Sitting somewhere between an EP and a full-length album, :taudr: (Trollmusic) is the newest release by Swedish Viking enthusiasts King of Asgard. Featuring five tracks focusing mainly on death and the afterlife, this latest record follows on from their 2014 release, Karg (Metal Blade) and continues, rather unsurprisingly, in the same Nordic/Black/Folk Metal vein as before.
Due to the departure of drummer Karsten Larsson and guitarist Lars Tängmark, Beckmann and long-term bassist Jonas Albrektsson brought in Ted Sjulmark (guitar) and Mathias Westman (drums) as replacements, and the four of them do a great job on their first recording together.

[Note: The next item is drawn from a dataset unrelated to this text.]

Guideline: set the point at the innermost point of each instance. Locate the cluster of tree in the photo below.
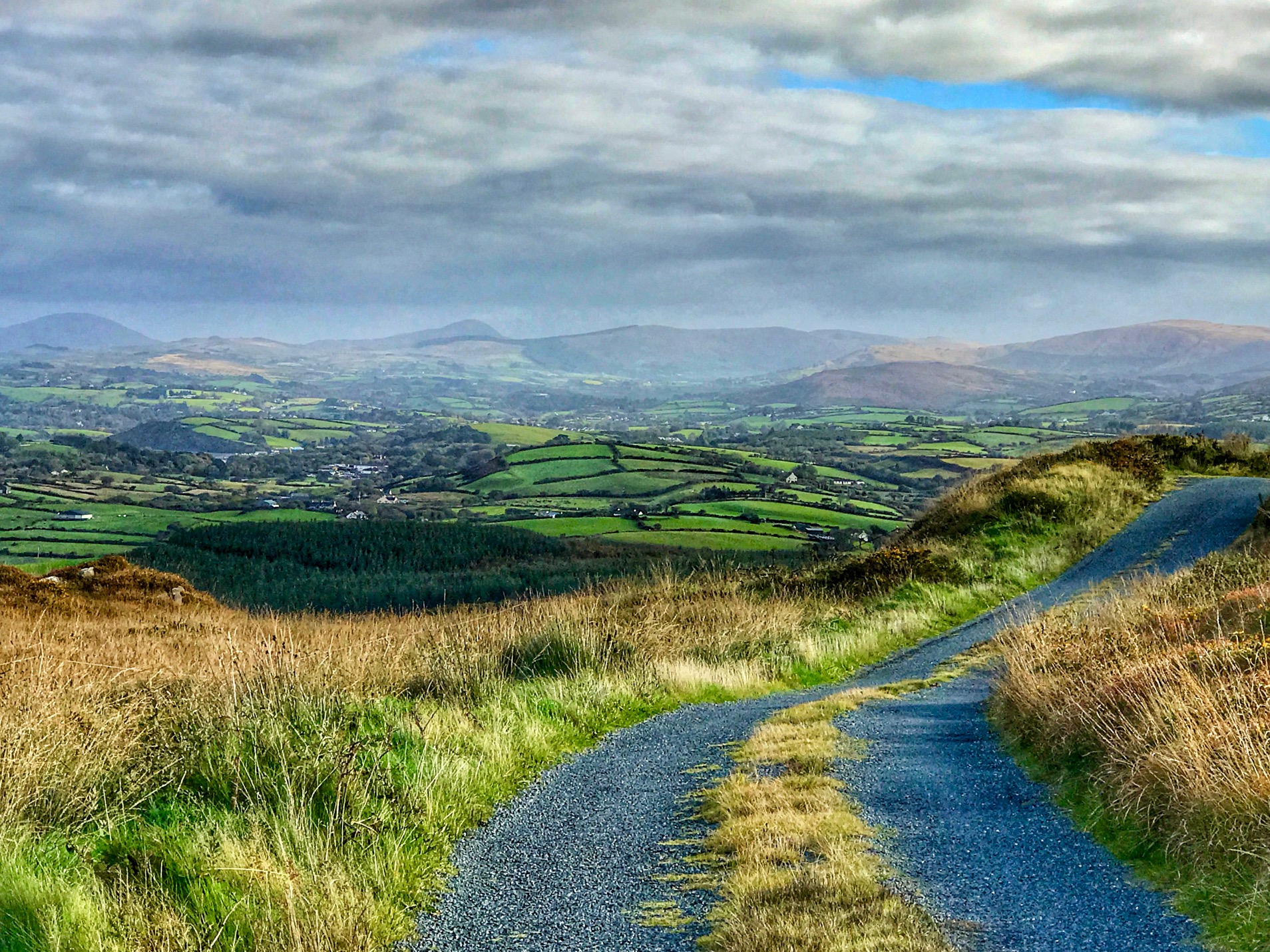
(367, 566)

Taking the title from an inscription carved on an ancient rune stone close to their hometown of Mjölby, the band semi-translated the actual word ‘Tauther’ but adapted it for artistic purposes as it sounds closer to the actual Swedish word “döder” meaning dead/death. Really, chaps? Isn’t Swedish a difficult enough language to learn in the first place without deciding to make words up?
The opening blast of ‘The Curse and the Wanderer’ is reminiscent of Satyricon, but the slower sections accompanied by clean choral vocals and an ominously deep, rumbling horn is where the song really begins to shine. Beginning with that most metal of all instruments, the hurdy-gurdy, ‘Death… And A New Sun’ keeps up the Satyricon influence but quickly moves into traditional Folk Metal territory with a riff that would have felt comfortably at home on 1995’s Nordavind (Moonfog) album, the sole release by shortlived Fenriz/Satyr project, Storm.
The title track, and ‘For the Fury of the Norse’ are more (quality) variations on the same theme and the proceedings close with ‘Upon Raging Waves’, a song written by founder member Karl Beckmann twenty years ago for his former band Mithotyn.
Keeping to a path well-trodden by the likes of Bathory, Einherjer, and Falkenbach to name but a few, King of Asgard may not be doing anything massively original or groundbreaking, but that’s certainly not to say that :taudr: isn’t a highly enjoyable experience.